Bu kapsamda dosya içeriğine göre davalı ... Temizlik Sanayi ve Ticaret Limited Şirketi tarafından üstlenilen işin 4857 sayılı Kanun"un 2. maddesine aykırı olmadığı anlaşılmaktadır. Bu nedenle davacının alt işveren İdealim Temizlik Sanayi ve Ticaret Limited Şirketi nezdinde işe iadesi ve işe başlatmama tazminatı ile boştageçen süre ücretinden davalıların müştereken ve müteselsilen sorumlu tutulması dosya içeriğine uygun düşecektir.
Belirtilen nedenlerle, 4857 sayılı İş Kanunun 20. maddesinin 3. fıkrası uyarınca, hükmün bozulmak suretiyle ortadan kaldırılması ve aşağıdaki gibi karar verilmesi gerekmiştir.

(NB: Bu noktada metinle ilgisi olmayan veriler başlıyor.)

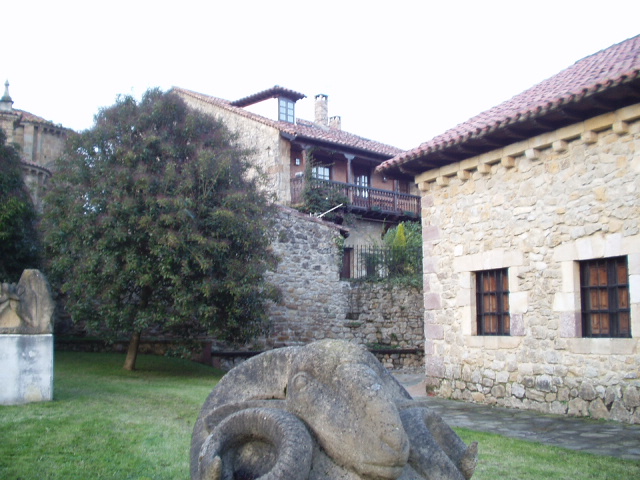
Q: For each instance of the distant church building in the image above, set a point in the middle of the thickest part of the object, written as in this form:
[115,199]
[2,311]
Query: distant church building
[39,141]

SONUÇ: Yukarıda belirtilen nedenlerle;
1-Mahkemenin yukarıda tarih ve sayısı belirtilen kararının BOZULARAK ORTADAN KALDIRILMASINA,
2-İşverence yapılan FESHİN GEÇERSİZLİĞİNE, davacının davalı ... Temizlik Sanayi ve Ticaret Limited Şirketi nezdinde İŞE İADESİNE
3-Davacının kararın kesinleşmesinden itibaren 10 iş günü içinde işe başlamak üzere işverene başvurması sonucunda işverence işe başlatılmadığı takdirde davacının hizmet yılı, yaptığı iş ve fesih sebebi nazara alınarak ödenmesi gereken tazminat miktarının işçinin 4 aylık brüt ücreti tutarında tazminatın davalılardan müştereken ve müteselsilen alınarak davacıya ödenmesi gerektiğinin tespitine,
4-Davacının işe iade için iş verene süresi içinde başvurması halinde hak kazanılacak olan ve kararın kesinleşmesine kadar en çok 4 aylık ücret ve diğer hakların davalılardan müştereken ve müteselsilen alınarak davacıya ödenmesi gerektiğinin tespitine,
5-Harç peşin alındığından yeniden alınmasına yer olmadığına,
6-Davacı vekille temsil edildiğinden, karar tarihinde yürürlükte olan tarifeye göre 1.320,00 TL vekâlet ücretinin davalıdan alınıp davacıya verilmesine,
7-Davacı tarafından yapılan 54,80 TL yargılama giderinin davalıdan alınıp davacıya verilmesine, davalının yaptığı yargılama giderinin üzerinde bırakılmasına,
8-Peşin alınan temyiz harcının istek halinde ilgiliye iadesine kesin olarak oybirliğiyle 06.05.2013 tarihinde karar verildi.